Trump’s New Tariffs: A Double-Edged Sword for Amazon
Amazon’s earnings report comes just as the retail industry is adjusting to new trade policies under President Donald Trump. On Tuesday, Trump imposed a 10% tariff on Chinese imports while temporarily pausing tariffs on goods from Canada and Mexico.
Additionally, Trump removed a long-standing trade exemption that allowed low-value shipments from China to bypass duties. This exemption had benefited China-based e-commerce giants like Shein and Temu, both of which compete with Amazon in the low-cost, fast-fashion space.
While the new tariffs could make it more expensive for competitors like Shein and Temu to operate in the U.S., they could also have negative implications for Amazon’s retail business. The company sources a significant portion of its products from China, including through its recently launched Amazon Haul storefront, which directly ships low-cost Chinese products to American consumers.
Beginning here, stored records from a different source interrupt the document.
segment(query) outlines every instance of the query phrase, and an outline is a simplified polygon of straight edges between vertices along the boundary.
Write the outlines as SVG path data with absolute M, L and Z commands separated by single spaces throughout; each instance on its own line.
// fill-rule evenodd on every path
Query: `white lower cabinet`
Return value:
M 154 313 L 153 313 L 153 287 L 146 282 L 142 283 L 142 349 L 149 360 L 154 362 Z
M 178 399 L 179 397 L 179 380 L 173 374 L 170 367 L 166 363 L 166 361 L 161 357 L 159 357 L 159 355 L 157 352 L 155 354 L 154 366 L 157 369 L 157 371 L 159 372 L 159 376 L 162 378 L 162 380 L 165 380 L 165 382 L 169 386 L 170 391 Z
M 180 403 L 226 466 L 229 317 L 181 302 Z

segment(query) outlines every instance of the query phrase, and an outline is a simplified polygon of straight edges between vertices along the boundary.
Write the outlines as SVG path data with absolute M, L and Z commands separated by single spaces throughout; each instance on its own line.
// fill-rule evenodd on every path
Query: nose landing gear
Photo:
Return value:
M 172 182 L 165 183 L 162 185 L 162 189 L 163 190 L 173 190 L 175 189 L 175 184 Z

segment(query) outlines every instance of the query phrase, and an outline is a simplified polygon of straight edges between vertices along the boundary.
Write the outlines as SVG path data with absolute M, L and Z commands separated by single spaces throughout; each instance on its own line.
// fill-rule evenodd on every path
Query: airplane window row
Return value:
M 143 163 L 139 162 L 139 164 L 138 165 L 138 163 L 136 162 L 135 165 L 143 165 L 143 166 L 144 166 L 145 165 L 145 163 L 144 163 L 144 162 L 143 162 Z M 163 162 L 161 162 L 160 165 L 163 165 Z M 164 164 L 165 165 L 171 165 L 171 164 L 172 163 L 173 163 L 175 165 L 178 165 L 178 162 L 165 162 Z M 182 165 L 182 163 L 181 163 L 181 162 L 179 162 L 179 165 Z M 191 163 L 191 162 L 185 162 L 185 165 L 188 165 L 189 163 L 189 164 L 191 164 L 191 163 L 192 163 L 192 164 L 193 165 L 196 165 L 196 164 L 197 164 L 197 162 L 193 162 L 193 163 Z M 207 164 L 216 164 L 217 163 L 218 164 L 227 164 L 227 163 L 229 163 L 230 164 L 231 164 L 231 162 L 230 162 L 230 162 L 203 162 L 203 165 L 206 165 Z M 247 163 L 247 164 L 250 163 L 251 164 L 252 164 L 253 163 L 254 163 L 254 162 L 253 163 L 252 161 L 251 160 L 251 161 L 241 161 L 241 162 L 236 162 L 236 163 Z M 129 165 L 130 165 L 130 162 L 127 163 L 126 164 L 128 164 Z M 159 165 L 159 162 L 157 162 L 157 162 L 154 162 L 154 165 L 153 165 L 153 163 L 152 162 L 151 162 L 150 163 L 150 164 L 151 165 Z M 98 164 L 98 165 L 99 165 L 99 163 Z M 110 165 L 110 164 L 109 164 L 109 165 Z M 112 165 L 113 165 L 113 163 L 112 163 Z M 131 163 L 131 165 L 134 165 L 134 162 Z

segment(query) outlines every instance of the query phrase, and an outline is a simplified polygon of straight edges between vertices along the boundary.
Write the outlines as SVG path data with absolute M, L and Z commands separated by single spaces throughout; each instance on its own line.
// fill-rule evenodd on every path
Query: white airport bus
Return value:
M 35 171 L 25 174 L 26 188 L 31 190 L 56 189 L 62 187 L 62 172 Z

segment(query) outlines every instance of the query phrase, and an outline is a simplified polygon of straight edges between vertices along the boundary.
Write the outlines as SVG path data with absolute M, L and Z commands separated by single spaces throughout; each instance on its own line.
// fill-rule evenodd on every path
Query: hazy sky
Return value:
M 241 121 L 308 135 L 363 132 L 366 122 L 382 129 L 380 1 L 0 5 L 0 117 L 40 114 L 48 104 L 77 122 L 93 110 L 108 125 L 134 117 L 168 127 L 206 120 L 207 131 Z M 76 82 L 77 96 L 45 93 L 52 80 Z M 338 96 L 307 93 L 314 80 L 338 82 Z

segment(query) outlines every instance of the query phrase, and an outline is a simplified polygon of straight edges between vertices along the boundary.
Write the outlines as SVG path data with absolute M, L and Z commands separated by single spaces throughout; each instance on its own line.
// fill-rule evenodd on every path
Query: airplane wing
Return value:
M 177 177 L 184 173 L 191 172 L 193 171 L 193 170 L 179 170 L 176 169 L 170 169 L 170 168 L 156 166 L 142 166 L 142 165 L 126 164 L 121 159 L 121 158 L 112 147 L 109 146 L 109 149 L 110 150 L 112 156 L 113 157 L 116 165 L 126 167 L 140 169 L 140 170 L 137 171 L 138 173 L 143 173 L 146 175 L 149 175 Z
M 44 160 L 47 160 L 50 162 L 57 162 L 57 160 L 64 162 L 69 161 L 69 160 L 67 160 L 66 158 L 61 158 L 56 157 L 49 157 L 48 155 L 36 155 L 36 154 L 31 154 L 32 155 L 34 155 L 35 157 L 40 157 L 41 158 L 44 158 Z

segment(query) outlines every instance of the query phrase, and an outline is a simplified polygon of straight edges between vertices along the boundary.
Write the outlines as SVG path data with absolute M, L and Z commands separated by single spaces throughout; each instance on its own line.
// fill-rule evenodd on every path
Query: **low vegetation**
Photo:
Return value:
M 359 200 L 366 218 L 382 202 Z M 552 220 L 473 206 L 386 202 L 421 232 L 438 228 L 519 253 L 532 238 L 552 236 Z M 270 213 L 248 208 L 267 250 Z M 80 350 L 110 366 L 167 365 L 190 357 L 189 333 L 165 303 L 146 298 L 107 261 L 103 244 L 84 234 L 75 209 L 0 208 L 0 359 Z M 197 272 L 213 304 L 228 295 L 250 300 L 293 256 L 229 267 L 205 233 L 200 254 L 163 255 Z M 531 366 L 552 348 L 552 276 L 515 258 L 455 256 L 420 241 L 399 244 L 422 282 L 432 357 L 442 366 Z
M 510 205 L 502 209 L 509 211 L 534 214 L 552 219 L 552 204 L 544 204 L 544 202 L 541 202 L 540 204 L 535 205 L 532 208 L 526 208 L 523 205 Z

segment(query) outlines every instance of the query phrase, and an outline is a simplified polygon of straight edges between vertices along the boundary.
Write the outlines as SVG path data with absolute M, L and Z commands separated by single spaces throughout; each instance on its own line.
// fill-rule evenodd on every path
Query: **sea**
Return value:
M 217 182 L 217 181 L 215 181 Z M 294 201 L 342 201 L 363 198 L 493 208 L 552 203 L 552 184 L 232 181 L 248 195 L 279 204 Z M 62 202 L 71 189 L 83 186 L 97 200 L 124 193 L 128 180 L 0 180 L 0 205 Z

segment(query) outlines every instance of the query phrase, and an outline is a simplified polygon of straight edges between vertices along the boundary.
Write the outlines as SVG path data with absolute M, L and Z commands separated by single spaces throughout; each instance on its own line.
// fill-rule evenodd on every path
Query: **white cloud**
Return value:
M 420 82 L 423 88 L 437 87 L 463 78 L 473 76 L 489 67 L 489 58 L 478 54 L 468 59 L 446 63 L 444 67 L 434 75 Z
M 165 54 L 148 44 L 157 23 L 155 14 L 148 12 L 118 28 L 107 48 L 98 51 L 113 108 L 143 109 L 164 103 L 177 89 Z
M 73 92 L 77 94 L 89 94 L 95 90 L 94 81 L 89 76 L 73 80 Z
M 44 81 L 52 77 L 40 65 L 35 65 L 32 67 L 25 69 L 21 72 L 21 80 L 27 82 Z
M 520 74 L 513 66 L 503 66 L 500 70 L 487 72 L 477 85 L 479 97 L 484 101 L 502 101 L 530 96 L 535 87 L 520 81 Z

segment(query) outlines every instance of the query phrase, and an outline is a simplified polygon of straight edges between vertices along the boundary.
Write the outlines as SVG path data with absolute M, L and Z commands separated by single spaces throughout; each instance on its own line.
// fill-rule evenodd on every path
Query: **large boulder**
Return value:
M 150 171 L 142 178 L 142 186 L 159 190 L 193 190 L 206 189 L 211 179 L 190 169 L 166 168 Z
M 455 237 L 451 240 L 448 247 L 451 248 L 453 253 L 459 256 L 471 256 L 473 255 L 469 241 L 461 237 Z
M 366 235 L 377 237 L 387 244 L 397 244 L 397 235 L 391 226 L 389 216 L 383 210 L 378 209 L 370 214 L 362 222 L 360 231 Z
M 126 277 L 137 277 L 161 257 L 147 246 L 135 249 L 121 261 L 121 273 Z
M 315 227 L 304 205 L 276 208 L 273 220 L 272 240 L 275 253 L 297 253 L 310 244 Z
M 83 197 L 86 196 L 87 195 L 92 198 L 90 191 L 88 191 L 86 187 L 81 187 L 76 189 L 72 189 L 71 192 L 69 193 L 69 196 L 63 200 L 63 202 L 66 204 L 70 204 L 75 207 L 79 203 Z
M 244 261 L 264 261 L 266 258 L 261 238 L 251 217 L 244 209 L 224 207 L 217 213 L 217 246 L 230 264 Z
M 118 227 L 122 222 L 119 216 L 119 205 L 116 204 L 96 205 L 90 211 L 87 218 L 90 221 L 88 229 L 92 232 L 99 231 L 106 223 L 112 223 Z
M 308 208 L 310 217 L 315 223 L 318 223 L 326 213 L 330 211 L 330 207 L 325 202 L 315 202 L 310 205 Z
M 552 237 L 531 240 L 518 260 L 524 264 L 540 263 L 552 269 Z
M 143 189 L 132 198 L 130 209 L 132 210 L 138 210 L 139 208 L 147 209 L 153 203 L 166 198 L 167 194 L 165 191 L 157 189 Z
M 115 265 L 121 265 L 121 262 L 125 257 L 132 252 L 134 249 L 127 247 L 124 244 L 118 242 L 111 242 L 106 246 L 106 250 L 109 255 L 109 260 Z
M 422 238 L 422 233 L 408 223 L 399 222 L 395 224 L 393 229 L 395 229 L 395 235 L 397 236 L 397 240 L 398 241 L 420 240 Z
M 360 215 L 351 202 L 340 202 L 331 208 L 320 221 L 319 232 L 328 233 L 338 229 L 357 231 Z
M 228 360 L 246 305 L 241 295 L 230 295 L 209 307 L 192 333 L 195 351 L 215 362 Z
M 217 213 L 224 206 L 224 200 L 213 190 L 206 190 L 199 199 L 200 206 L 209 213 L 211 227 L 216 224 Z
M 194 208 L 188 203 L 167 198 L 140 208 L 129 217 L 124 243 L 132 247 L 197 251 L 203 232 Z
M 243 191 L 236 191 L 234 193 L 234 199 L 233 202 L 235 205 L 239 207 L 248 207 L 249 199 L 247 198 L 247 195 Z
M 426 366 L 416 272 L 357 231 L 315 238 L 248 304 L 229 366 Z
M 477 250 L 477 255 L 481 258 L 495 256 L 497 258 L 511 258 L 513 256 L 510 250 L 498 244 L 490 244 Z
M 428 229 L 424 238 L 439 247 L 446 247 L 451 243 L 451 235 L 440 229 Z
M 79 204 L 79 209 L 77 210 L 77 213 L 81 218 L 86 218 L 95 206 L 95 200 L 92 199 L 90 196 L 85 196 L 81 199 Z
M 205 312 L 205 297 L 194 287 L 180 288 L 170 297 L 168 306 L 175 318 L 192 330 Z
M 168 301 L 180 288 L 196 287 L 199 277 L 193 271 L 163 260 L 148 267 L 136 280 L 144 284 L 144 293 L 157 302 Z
A report from Morgan Stanley estimated that 25% of Amazon’s first-party retail business—where Amazon buys products from manufacturers and sells them directly—relies on Chinese imports. With new tariffs in place, these costs could rise, impacting product pricing and profitability.
What’s Next for Amazon?
Despite short-term challenges like foreign exchange fluctuations and tariff uncertainty, Amazon remains focused on expanding its AI and cloud computing capabilities. The company’s continued investment in artificial intelligence suggests that it views AI as a long-term growth driver, particularly in AWS.
Meanwhile, its retail business will have to navigate a changing trade landscape under Trump’s policies. With Q1 2025 revenue guidance falling below expectations, investors will be watching closely to see how Amazon manages costs and maintains its competitive edge.